Prague, 3 August 2016 – Komerční banka today reported consolidated results for the first half of 2016. The Bank saw the number of its clients increase by 12,000 to 1,649,000. The volume of loans to clients expanded by 9.9% to CZK 570.8 billion, volume of deposits grew by 9.3% to CZK 694.3 billion, and volume of non-bank assets under management1 improved by 8.3% to CZK 144.5 billion.

  • Total lending to clients expanded by a strong 9.9% to CZK 570.8 billion. Year on year, KB strengthened its market position in lending across the segments, and especially to individuals, entrepreneurs and non-financial corporations
  • Deposits from clients within KB Group rose by 9.3% to CZK 694.3 billion
  • Client assets in mutual funds, pension savings and life insurance grew by 8.3% to CZK 144.5 billion
  • The Core Tier 1 capital adequacy ratio stood at 15.3%
  • Reported net profit was stable at CZK 6.7 billion while the net adjusted for non-recurring items declined, because the growth in business did not fully offset the margin pressure and higher cost of risk

 

Total revenues were up by 5.3% to CZK 16.3 billion. This figure was influenced by an extraordinary gain from reimbursement for KB’s stake in VISA Europe Ltd. When excluding this item, revenues were down by 0.9%2 . Operating expenditures decreased by 0.1% to CZK 7.2 billion. The cost of risk increased to CZK 0.8 billion from the very low figure of the previous year’s first half (CZK 0.1 billion). The reported net profit attributable to shareholders thus remained almost stable year on year at CZK 6.7 billion (+0.8%). Excluding the gain related to VISA Europe, the net profit declined by 10.9% year on year.

“The business results of the first half are very satisfactory as we continue to support our clients with advantageous solutions for day-to-day banking, financing, savings and investments, as well as for hedging of financial risks. The underlying financial performance, on the other hand, is clearly hampered by the extreme interest rate environment and increasing costs due to regulation. In such context, we are striving to take full advantage of our strengths in terms of client relationships, market expertise, operational efficiency, capital strength and liquidity,” related Albert Le Dirac’h, KB’s Chairman of the Board of Directors and Chief Executive Officer.
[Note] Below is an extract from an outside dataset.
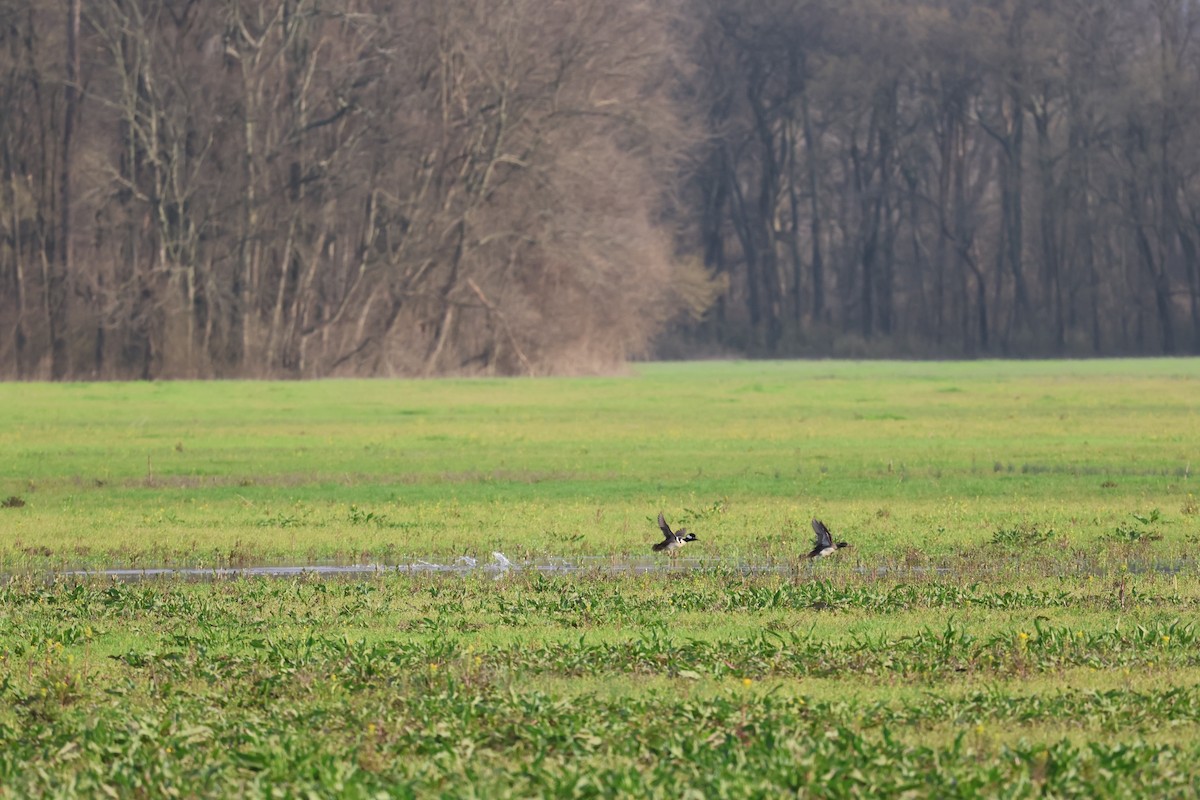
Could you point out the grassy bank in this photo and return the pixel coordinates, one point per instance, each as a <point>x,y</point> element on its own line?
<point>1015,617</point>
<point>899,456</point>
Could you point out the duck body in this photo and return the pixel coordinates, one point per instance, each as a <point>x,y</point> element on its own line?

As of 30 June 2016, KB Group’s Common Equity Tier 1 capital adequacy stood at 15.3%. The Czech National Bank informed KB that in accordance with its assessment of KB’s systemic importance the Bank’s systemic risk buffer should be lifted to 3.0% from 2.5% as from 1 January 2017. This is in addition to the previously announced decision of the CNB to increase the rate of countercyclical capital buffer from 1 January 2017 to 0.5% (from 0%). In its Financial Stability Report, the CNB also provided a stricter interpretation of Basel III rules on interaction of regulatory capital buffers, effectively leading to stricter Overall Capital Requirement for banks. Further changes to the capital requirements may arise from the continuing annual Supervisory Review and Evaluation Process.

With the new information on further important increase in the capital requirements, the Board of Directors of KB decided to put under review the previously communicated guidance on dividend distribution from the result of 2016. Under the current assumption of no additional changes to the capital requirements to be incurred in 2016, KB should be able to sustain the organic development of its business activities by returning to the level of dividend pay our ratio usual before the period of increased dividend distribution (from 2014).

Liquidity measured as the ratio of net loans to deposits was at a solid 80.1%.

KB had 45,826 shareholders (+2,992 year on year), of which 40,244 were private individuals from the Czech Republic (+2,578 year on year).

Comments on business and financial results

The published financial data are from unaudited consolidated results under IFRS (International Financial Reporting Standards).

BUSINESS PERFORMANCE OF KB GROUP

Market environment in the first half of 2016

In line with expectations, the Czech economy’s growth slowed in the first half of 2016 compared to the previous year, but it remained on track to grow by more than 2% in the full year 2016, thanks to solid private and foreign demand. The slowdown is due mainly to reduction in investment activities financed from public sources, which was reflected in declining construction output. The slowdown was evident in some industrial sectors, too, even though strong growth in car production caused reported manufacturing output to show a solid expansion.

Household consumption remained strong thanks to a favourable employment situation. In June, the unemployment rate fell to 5.2%, the lowest level since the 2009 crisis year, and the tightening labour market is beginning to squeeze some employers. Nominal wages grew by 4.4% in the first quarter.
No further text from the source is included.